International information
- National side: Afghanistan;
- ODI debut (cap 6): 19 April 2009 v Scotland
- Last ODI: 9 July 2010 v Scotland

Career statistics
| Competition | ODI | FC | LA |
| Matches | 6 | 1 | 10 |
| Runs scored | 40 | 1 | 57 |
| Batting average | 13.33 | 0.50 | 11.40 |
| 100s/50s | –/– | –/– | –/– |
| Top score | 20 | 1 | 20 |
| Balls bowled | 252 | 99 | 396 |
| Wickets | 9 | 2 | 12 |
| Bowling average | 16.66 | 27.50 | 22.00 |
| 5 wickets in innings | – | – | – |
| 10 wickets in match | – | – | – |
| Best bowling | 3/30 | 1/24 | 3/30 |
| Catches/stumpings | –/– | –/– | –/– |
- Source: Cricinfo, 5 October 2010

= Khaliq Dad =

Afghan cricketer

Khaliq Dad Noori (born 1 January 1984) is an Afghan cricketer who plays for the Afghanistan national cricket team. He is a right-handed batsman who bowls right-arm fast-medium.

==Early career==
Noori was born in Baghlan, Afghanistan. He spent much of his early years in refugee camps with his family, fleeing from the Soviet invasion of Afghanistan and the subsequent Civil War that followed the Soviet withdrawal. Noori, like many of his teammates, learnt the game in neighbouring Pakistan.

Noori made his representative debut for Afghanistan against Nowshehra on 15 October 2001 in the Quaid-e-Azam Trophy (Grade II). This game occurred a week into the NATO invasion of Afghanistan.

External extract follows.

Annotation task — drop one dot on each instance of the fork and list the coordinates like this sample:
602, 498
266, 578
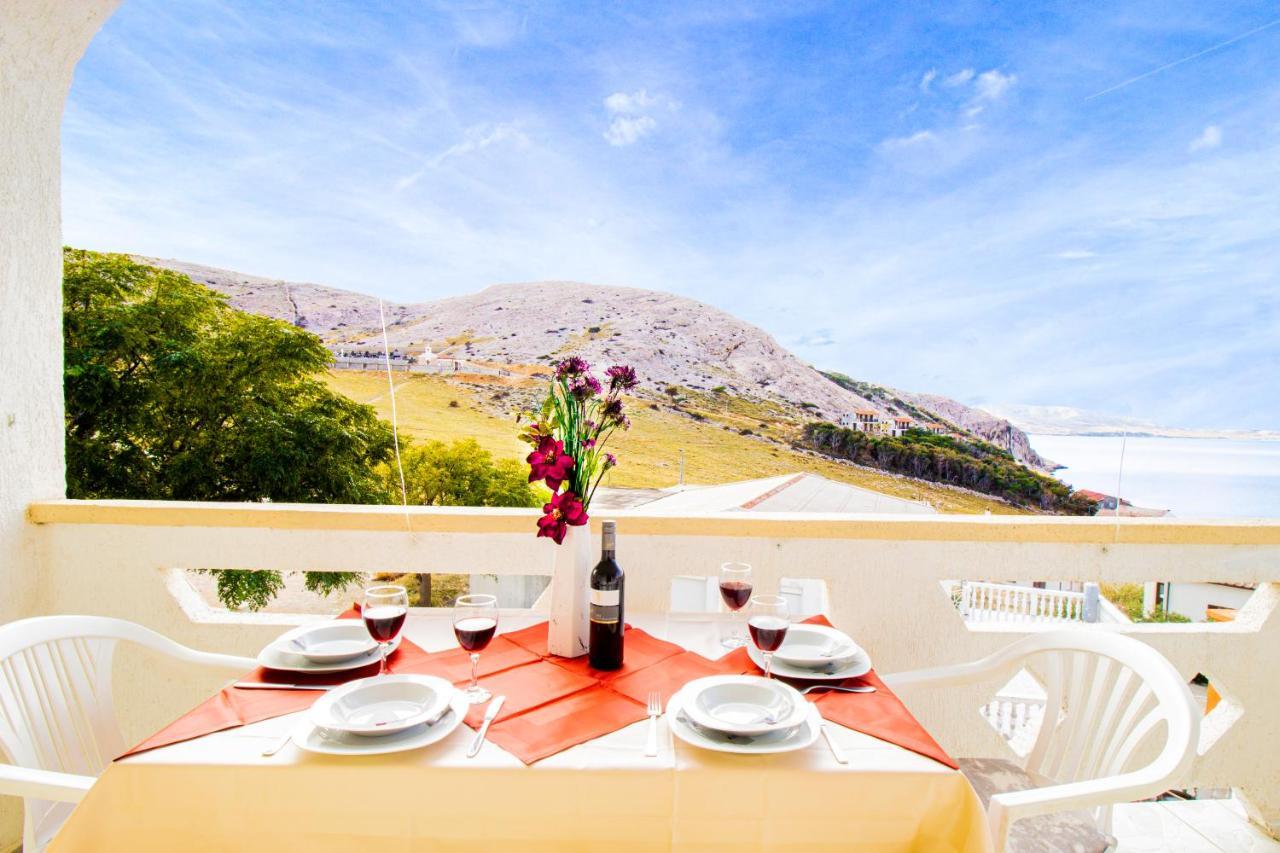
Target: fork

Noori's international debut for Afghanistan came against Oman in the 2004 ACC Trophy. In 2006, he toured England, playing in a single match against the Essex Second XI. Later in 2006, he represented the team in the 2006 ACC Trophy, where he played in 2 matches against Iran and Nepal.

===2009–present===
Noori was a member of Afghanistan's 2009 ICC World Cup Qualifiers squad. He made his List-A debut during the tournament against Kenya and later in the tournament he made his One Day International debut against Scotland, where he took 2/25.

Later, in November 2009, he made his unofficial Twenty20 debut for Afghanistan against China in the 2009 ACC Twenty20 Cup. He later played in the final of the tournament, where Afghanistan defeated the United Arab Emirates by 84 runs.

Prior to Afghanistan's tour of Kenya in October 2010, Noori had represented Afghanistan in 6 One Day Internationals. His debut in first-class cricket came during Afghanistan's tour of Kenya, when Afghanistan played Kenya in the 2009-10 ICC Intercontinental Cup. During the match, he took his first 2 first-class wickets, those of Nehemiah Odhiambo and David Obuya.

Noori is currently coaching Uzbekistan national cricket team.

==Family==
Noori's brother, Allah Noori Noori was the first captain of the Afghanistan national cricket team.